Cinquième point positif : il n’y a rien de mieux après une bonne journée de travail que de se mettre dans un bain chaud avec une tasse de Melissentee et Radio Multikulti en fond sonore (c’est LA radio de Berlin, c’est comme Nova, mais en mieux, parce qu’ils ne se prennent pas pour les seuls et uniques garants du bon goût musical).

Quelques points négatifs quand même :
- il est confirmé que je ne serai pas toute seule dans mon bureau, ce qui n’est pas EN SOI un drame. Mais j’ai juste été un tout petit peu traumatisée par ma collègue de Vienne. J’ai plein de témoins qui pourront confirmer qu’elle était VRAIMENT horrible, si jamais vous étiez tentés de penser que je suis simplement trop sensible !
- je n’ai pas accès à internet et les correspondances privées ne sont pas particulièrement encouragées avec le mail du ministère.
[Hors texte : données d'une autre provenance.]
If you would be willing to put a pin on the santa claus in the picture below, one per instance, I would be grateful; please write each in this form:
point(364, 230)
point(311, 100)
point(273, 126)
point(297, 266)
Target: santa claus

D’ailleurs, j’ai essayé (bah oui, on sait jamais) et je ne recommencerai pas. À peine mon mail – assez anodin malgré tout – avait il été envoyé que je recevais une alerte me signifiant qu’il ne pourrait être transmis à son destinataire car le système de vérification automatique avait repéré qu’il contenait des informations qui ne pouvaient être communiquées à l’extérieur du ministère. Mais que si je tenais vraiment à l’envoyer, c’était possible en insérant un code dans l’objet du mail, mais que celui-ci serait conservé pendant 10 ans et pourrait être utilisé à n’importe quel moment par les services secrets dans le cadre d’une enquête. Honnêtement, ça donne super envie d’envoyer le mail !! Si on ajoute à cela que j’ai appris de source sure qu’un mec travaillant au Ministère de la Défense (allemand) allait passer en conseil de discipline après avoir été dénoncé par un de ses collègues parce qu’il avait envoyé un mail personnel du bureau, vous comprendrez mon silence mailistique dans les 5 prochains mois !!!!
- les journées sont un peu longues. Pas parce que je m’ennuie, mais parce que 8h-19h avec une pause déjeuner riquiqui (tout est relatif), ça fait quand même 10h… Et sans vouloir jouer au petit fonctionnaire calculateur de temps de travail, ça latte bien et ça ne laisse pas vraiment de place à une vie épanouie à côté. J’espère que mon chef va bientôt revenir à la raison (et aux horaires allemands).

Pour continuer dans les histoires de parano du Ministère, j’ai signé ce matin un document de 4 pages m’expliquant toutes les peines auxquelles je m’expose si jamais je révèle le moindre petit truc à la moindre petite personne. Pour signer ces papiers, j’ai eu droit à une cérémonie très solennelle en tête à tête avec mon chef avec un discours d’un quart d’heure dont il ressort principalement que :
- je peux accepter une voire deux invitations à déjeuner d’une même personne, mais qu’au-delà, ça devient suspect et que je dois lui demander son avis (et son autorisation)
- je dois fermer mon bureau à clef même quand je vais me repoudrer le nez, histoire qu’on ne me vole aucun document
- je ne dois pas essayer d’en savoir plus que nécessaire à la réalisation de ma tâche
- je ne dois parler à personne de mon travail en dehors de mes 7 collègues diplomates
- et pour être certaine que je révèle vraiment rien, ce serait encore mieux si je ne parlais à personne.
Je pense qu’il s’est senti obligé de particulièrement insister sur cette procédure, vu que je fais un peu Mata Hari ici. Mais ça m’a mise vraiment mal à l’aise cette discussion. Donc à partir d’aujourd'hui, je peux jouer à l’agent secret et vous balancez, si vous me posez des questions que ce que je fais, « désolée, top secret, je suis contrainte au silence par le Verpflichtungsgesetz ». Ils font parfois un peu peur les gens parfois !!!!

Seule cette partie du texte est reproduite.